I'm trying to web scrape accounting results from publicly listed companies using R via RSelenium package, from Brazilian Exchange Comission (CVM) link below: https://www.rad.cvm.gov.br/ENET/frmGerenciaPaginaFRE.aspx?NumeroSequencialDocumento=108692&CodigoTipoInstituicao=1
##Carregar o pacote da biblioteca
library(RSelenium)
library(glue)
library(tidyverse)
library(dplyr)
#Cria o servidor
rD <- rsDriver(port = 4569L,
##Define a versão do Chrome que o Webdriver deve utilizar
chromever = '94.0.4606.61',
##Remove as informações do console
verbose = F)
#Cria o driver para usar o R
remDr <- remoteDriver(
remoteServerAddr = "localhost",
port = 4569L,
browserName = "chrome"
)
#Abre o servidor
remDr$open()
remDr$navigate("https://www.rad.cvm.gov.br/ENET/
frmGerenciaPaginaFRE.aspx?NumeroSequencialDocumento=108692&CodigoTipoInstituicao=1")
#Seleciona o tipo de demonstrativo
zelecti <- remDr$findElement(using = "id",
value = "cmbGrupo")
zelecti2 <- zelecti$findChildElements(using = "xpath",
value = "//option")
zelecti2[[3]]$clickElement()
zelecti2[[12]]$clickElement()
I run this code segment and it works fine. However, when I try to capture the first row of the table using Xpath, RSelenium cannot find the row element and returns an empty list from row object.
# Capturar Tabela
tabela <-remDr$findElement(using = 'id', value = "iFrameFormulariosFilho")
# Capturar linha 1
row <-tabela$findChildElements(using = 'xpath', value = "//tbody//tr[2]")
# Capturar conteúdo da linha
row_content <- sapply(row, function(x) x$getElementText())

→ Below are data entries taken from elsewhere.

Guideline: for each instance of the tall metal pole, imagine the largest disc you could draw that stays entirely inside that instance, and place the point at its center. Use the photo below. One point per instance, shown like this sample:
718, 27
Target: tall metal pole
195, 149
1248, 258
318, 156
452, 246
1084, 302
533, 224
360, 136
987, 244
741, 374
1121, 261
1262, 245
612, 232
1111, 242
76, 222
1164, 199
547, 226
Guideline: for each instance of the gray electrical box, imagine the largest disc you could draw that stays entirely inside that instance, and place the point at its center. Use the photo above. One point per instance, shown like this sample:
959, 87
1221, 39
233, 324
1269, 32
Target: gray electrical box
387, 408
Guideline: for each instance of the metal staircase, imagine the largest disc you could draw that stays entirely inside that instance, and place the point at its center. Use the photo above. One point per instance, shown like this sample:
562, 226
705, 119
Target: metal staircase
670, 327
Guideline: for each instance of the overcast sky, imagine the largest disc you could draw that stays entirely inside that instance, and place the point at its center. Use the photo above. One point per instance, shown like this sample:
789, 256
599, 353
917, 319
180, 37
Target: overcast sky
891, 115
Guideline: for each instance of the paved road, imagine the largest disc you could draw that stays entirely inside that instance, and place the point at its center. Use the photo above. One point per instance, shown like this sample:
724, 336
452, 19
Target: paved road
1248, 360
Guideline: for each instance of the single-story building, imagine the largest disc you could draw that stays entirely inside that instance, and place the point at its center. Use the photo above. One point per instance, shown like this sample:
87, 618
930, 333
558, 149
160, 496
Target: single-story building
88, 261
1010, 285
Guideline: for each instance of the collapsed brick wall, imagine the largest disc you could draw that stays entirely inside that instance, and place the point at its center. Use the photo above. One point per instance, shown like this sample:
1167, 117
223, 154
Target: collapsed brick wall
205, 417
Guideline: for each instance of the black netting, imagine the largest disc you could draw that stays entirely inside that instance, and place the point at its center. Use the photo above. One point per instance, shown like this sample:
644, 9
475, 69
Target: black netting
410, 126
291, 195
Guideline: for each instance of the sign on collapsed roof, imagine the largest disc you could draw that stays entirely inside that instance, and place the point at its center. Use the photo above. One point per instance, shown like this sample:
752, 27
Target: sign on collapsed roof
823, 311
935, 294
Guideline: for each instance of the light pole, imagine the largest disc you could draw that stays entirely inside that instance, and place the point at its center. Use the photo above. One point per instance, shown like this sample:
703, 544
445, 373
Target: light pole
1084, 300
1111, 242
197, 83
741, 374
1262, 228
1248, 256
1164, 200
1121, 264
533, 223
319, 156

It seems that the iframe value specification is referring to the correct object, as this line command returns no error an as I have checked it on Chrome console. I have also tried to capture other elements also related to the table, but RSelenium still cannot read them.
Is there any other way I can capture table content from this link?